Ketika Penerbit menanti Ajal


Dunia Buku:
Akibat krisis moneter sebagian besar penerbit buku merasa kewalahan,
bahkan ada yang berhenti berproduksi. Tanda-tanda akhir zaman bagi
dunia perbukuan di Indonesia?

Krisis ekonomi yang tengah melanda bangsa Indonesia dalam beberapa
bulan terakhir ini benar-benar sudah merasuk ke segala sektor
kehidupan. Tidak terkecuali juga dunia perbukuan. Banyak penerbit buku
nasional sekarang ini kelimpungan dibuatnya. Omzet penjualan buku
mereka turun secara drastis. Bahkan tidak sedikit penerbit buku yang
terpaksa gulung tikar dan berhenti berproduksi.

Omzet Turun.
Ketua Umum Ikatan Penerbit Indonesia (Ikapi) Rozali Usman
mengungkapkan, industri perbukuan di Indonesia kini menghadapi tiga
dampak utama akibat krisis moneter. Pertama, hanya 200 dari 400
anggota Ikapi yang masih aktif. Dari jumlah itu, kini 50% sudah tak
berproduksi lagi. Akibatnya, tentu saja rasionalisasi karyawan tidak
terhindarkan lagi. Kini sebagian besar editor lapangan sudah
"dirumahkan", di samping karyawan lainnya. Dan dampak susulannya,
penerbit yang memutuskan mencetak ulang buku terbitannya, terpaksa
menaikkan harga sekitar 30%. "Ini jelas tidak kondusif. Dan secara
keseluruhan dampak krisis ekonomi ini sudah menurunkan omzet industri
perbukuan nasional sekitar 50%-75%," kata Rozali.

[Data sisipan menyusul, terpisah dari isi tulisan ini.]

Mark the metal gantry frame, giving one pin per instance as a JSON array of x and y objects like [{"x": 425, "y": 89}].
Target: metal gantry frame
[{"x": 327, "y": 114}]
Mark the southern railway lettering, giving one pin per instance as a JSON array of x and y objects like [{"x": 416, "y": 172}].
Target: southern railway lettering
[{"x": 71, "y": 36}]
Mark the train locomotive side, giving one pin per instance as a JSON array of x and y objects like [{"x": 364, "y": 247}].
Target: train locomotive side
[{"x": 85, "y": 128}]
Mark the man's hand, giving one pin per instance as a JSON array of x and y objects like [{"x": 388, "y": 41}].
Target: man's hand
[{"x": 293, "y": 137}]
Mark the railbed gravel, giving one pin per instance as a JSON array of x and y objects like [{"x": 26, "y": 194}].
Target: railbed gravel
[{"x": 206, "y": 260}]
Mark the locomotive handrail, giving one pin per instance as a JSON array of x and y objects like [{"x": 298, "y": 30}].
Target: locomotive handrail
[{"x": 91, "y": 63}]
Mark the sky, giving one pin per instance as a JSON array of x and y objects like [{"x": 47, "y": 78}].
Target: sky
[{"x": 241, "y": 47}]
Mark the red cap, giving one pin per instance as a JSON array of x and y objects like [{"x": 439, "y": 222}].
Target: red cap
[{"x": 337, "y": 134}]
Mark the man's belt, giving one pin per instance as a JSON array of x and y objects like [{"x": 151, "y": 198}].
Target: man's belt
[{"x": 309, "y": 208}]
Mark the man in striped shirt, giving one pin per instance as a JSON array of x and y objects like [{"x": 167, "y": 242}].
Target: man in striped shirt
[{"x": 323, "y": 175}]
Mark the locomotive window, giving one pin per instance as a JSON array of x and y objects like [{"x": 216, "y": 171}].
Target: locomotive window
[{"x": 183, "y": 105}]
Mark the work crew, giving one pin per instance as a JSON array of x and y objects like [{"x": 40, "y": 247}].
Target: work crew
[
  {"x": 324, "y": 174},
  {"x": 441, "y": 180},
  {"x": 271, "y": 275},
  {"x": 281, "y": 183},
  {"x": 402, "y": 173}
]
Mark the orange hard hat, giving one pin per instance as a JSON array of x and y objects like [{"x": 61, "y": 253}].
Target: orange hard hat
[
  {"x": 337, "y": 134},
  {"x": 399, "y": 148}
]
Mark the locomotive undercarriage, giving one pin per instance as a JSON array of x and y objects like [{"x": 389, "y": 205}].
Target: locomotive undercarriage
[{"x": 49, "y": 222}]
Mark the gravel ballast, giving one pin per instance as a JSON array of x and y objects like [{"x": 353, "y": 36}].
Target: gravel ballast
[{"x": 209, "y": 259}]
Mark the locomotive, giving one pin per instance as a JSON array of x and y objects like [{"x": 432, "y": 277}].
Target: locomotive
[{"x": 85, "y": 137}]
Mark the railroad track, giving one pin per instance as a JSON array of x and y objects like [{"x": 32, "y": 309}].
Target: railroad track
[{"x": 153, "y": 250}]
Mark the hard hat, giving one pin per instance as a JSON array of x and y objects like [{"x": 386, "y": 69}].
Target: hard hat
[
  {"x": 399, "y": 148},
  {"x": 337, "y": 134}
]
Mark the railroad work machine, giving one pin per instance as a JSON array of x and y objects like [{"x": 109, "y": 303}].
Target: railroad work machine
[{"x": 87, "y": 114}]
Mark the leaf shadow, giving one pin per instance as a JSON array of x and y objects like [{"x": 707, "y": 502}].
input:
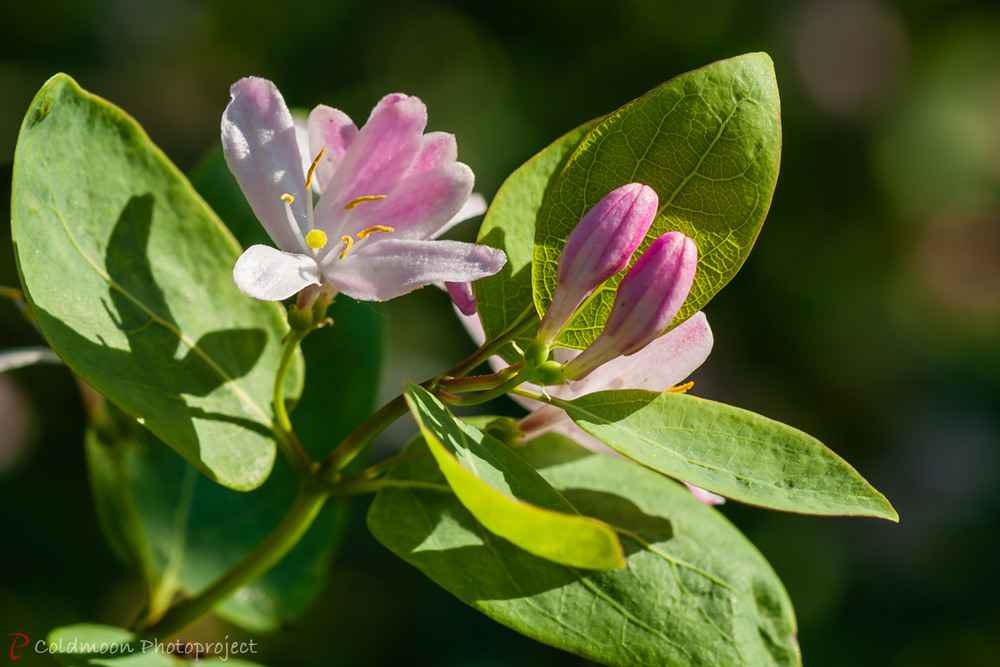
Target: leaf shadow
[{"x": 156, "y": 377}]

Kondisi tersebut ternyata tidak hanya dialami oleh penerbit-penerbit
buku kecil saja, tapi juga dirasakan penerbit yang sudah besar dan
terkenal. Penerbit PT Gramedia Pustaka Utama, misalnya, merasakan
betul adanya penurunan omzet penjualan buku-buku produknya. "Secara
kuantitas penurunannya mencapai sekitar 10%," kata M. Boedi
Yogipranata, manajer Toko Buku Gramedia Matraman kepada Panji. Namun
dalam situasi krisis ini, untuk selama tiga bulan (Februari, Maret,
sampai April ini), Gramedia masih tetap menerbitkan buku-bukunya meski
dalam jumlah yang lebih sedikit dibandingkan dalam situasi normal.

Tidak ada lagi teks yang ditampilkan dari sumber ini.